6.Place transmission case upon the
transaxle case making sure the input, output and
selector shafts fit into their respective slots.
7.Replace the 16 bolts on the transmission
case. Torque: 22 ft./lbs. 8.Replace the lock
ball assembly using with a hexagon wrench T40.
Torque: 29 ft./lbs. Use locktite 242 on the
threads. 9.Replace reverse idler gear shaft
lock bolt. If it does not go in at first use a
small screw driver to line up the holes. Torque:
22 ft./lbs. Use locktite 242 on the threads.
10.Replace bearing snap rings. 11.Replace
rear bearing retainer-5 bolts. Torque: 20 ft./lbs.
Place locktite 242 on the threads. 12.Replace
all the gears, clips, bearings, etc. on the output
and input shafts. The selector fork bolt requires
locktite 242 and torque of 12 ft./lbs. When
hammering the gears on, place a block of wood
underneath the input shaft on the transaxles case
side to guarantee the outer bearing will not be
damaged. Use the PVC and copper pipe with wood
overtop to hammer parts back on. With the gear
that intermesh, hammer the static gear on first,
then place the free spinning gear on. Be careful
not to accidentally wack your finger. It HURTS!!

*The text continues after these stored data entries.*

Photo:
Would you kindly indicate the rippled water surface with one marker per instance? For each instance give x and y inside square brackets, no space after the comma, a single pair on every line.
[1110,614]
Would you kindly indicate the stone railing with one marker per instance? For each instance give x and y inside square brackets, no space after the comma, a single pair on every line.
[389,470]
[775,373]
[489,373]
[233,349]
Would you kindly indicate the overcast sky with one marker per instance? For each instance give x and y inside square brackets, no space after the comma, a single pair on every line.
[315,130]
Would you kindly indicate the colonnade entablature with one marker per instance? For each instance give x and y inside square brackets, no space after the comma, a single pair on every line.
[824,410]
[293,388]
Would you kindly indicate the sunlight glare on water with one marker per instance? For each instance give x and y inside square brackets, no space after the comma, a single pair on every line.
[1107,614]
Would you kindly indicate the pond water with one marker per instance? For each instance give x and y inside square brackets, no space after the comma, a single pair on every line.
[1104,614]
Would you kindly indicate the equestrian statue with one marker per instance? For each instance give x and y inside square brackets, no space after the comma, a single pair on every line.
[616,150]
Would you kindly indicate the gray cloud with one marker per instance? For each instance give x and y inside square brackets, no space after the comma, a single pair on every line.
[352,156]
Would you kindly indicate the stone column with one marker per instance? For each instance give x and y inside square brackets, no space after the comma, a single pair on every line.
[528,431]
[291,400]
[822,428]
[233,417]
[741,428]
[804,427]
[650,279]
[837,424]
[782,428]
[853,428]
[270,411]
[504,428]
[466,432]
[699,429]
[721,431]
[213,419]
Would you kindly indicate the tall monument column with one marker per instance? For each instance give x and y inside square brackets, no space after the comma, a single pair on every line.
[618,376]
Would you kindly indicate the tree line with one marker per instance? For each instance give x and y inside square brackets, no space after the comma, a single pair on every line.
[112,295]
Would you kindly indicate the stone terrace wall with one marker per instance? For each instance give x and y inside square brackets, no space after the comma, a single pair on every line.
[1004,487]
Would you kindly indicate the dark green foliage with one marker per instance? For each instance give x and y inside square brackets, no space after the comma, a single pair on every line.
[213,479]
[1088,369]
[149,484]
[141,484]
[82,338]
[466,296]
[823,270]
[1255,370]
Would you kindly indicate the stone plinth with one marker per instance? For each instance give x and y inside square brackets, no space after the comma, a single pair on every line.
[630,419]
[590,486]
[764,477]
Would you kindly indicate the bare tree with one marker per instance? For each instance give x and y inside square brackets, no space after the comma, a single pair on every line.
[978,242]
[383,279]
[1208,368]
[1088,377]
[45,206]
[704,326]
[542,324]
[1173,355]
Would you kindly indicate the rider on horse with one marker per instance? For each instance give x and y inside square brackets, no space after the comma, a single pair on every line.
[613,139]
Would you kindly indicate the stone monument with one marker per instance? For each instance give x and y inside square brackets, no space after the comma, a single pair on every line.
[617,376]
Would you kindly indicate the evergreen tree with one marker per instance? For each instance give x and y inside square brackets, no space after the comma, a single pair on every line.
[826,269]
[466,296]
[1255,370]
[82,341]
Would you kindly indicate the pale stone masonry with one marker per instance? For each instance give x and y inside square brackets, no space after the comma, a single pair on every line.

13.Replace the two top straight screw
plugs, seats, springs and balls with a hexagon
wrench T40. Torque: 18 ft./lbs. Use locktite 242
on the threads. Make sure the ball is on the
middle notch on the selector shafts.
14.Replace snap washer from shift fork shaft.
15.Place FIPG on the transmission case.
16.Replace transmission case cover- 9 bolts.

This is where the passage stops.